Здесь, на краю Сейки, стояли одни из его четырех врат – Западные, самые молодые. Перед ними собрались тысячи людей. При виде драконов они раздались, радостно закричали. Фуртия тяжело опустилась среди толпы. По ступеням ее витков Думаи с Никеей спустились на землю. Драконы окружили Фуртию, поддерживая ее и гася ее страхи.
«Огонь высок, но его время на исходе, – заговорил Паяти Белый, тот, кто ее засветил. – Вперед, ты, хранящая звезду. С нами ты станешь сильнее…»

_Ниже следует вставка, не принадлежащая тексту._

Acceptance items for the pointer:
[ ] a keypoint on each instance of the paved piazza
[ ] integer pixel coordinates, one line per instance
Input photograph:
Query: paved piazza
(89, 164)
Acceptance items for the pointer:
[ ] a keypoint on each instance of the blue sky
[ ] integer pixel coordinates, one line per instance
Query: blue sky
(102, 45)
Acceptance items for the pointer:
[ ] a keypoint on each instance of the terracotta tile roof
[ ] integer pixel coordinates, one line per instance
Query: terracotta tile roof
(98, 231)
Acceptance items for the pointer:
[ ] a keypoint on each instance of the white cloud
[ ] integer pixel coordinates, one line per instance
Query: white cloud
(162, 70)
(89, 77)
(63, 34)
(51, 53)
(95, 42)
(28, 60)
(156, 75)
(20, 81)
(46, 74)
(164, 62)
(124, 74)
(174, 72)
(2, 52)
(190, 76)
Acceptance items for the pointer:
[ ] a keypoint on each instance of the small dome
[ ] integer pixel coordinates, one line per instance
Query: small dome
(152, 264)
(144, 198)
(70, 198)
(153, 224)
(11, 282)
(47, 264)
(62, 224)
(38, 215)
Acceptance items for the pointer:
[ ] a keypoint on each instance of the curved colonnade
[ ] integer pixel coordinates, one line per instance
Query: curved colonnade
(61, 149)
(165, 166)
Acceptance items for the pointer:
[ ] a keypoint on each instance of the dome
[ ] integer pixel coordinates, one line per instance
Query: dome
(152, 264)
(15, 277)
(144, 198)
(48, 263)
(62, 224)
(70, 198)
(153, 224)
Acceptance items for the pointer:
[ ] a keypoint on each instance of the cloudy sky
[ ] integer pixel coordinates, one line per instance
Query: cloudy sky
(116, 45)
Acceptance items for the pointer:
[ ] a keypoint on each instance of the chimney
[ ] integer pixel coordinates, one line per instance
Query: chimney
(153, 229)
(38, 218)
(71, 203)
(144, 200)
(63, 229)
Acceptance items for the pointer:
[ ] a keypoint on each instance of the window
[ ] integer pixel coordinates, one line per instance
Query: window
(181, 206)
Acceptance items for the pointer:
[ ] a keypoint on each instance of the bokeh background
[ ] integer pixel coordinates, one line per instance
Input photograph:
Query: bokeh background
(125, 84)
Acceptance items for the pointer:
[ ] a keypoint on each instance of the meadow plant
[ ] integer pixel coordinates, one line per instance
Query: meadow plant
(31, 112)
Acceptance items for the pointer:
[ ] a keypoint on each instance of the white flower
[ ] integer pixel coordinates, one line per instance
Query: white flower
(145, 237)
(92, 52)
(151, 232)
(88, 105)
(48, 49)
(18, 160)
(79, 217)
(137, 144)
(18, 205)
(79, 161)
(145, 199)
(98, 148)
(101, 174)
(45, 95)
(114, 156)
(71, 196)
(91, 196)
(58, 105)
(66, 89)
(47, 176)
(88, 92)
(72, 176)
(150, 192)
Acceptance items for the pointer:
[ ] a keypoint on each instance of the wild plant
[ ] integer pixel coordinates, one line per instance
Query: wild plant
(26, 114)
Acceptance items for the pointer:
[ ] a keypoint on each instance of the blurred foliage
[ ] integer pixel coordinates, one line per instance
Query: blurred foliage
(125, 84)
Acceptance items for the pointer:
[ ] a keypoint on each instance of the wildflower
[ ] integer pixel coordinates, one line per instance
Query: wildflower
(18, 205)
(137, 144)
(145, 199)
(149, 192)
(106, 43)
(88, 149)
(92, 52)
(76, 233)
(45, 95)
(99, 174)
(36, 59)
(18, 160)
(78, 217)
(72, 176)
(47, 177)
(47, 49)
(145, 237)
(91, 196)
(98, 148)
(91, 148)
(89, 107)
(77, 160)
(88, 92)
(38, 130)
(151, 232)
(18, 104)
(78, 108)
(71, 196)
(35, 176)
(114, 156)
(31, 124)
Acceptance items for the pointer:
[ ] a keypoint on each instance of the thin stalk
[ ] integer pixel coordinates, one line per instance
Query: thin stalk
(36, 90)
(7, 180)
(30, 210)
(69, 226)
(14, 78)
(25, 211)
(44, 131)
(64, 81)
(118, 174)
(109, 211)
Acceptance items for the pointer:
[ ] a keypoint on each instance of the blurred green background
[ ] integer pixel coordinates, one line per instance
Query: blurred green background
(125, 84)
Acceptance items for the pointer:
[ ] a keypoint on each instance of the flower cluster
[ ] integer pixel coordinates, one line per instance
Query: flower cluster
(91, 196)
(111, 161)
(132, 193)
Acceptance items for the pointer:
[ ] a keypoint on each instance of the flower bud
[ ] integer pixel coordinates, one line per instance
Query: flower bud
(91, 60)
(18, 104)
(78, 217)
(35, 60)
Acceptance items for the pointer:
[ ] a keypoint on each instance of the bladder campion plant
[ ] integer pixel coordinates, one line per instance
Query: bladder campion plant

«Теперь хаос послужит нам…»
Темные хлопья посыпались на них – мелкий пепел, похожий на снег. Думаи коснулась камня. Необъяснимое чувство накрыло ее – словно разум всплыл над телом.
– Возьми. – Она протянула камень Никее. – Если мы упадем, схватившись с Тауграном, камень не должен пропасть в море.
– Он нужен тебе для победы над Тауграном.
– Нет. – Думаи втянула в себя ночной воздух. – Комета совсем рядом, Никея. Разве ты не чувствуешь?
Ее слова мало успокоили Никею. Та нехотя надела шнурок на шею, спрятала камень за высокий ворот и, взяв Думаи за подбородок, заглянула ей в глаза.
– Не упади, – попросила она. – Я всю жизнь тебя ждала, Нойзикен па Думаи.
Думаи прижала подругу к себе, цепляясь за ее теплую тяжесть. В этот долгий миг все ее чувства вернулись на землю и улеглись в ней. Она чуяла костры и темные сосны. Она чувствовала, как дрожит Никея, как льнет к ее спине одетая в перчатку рука.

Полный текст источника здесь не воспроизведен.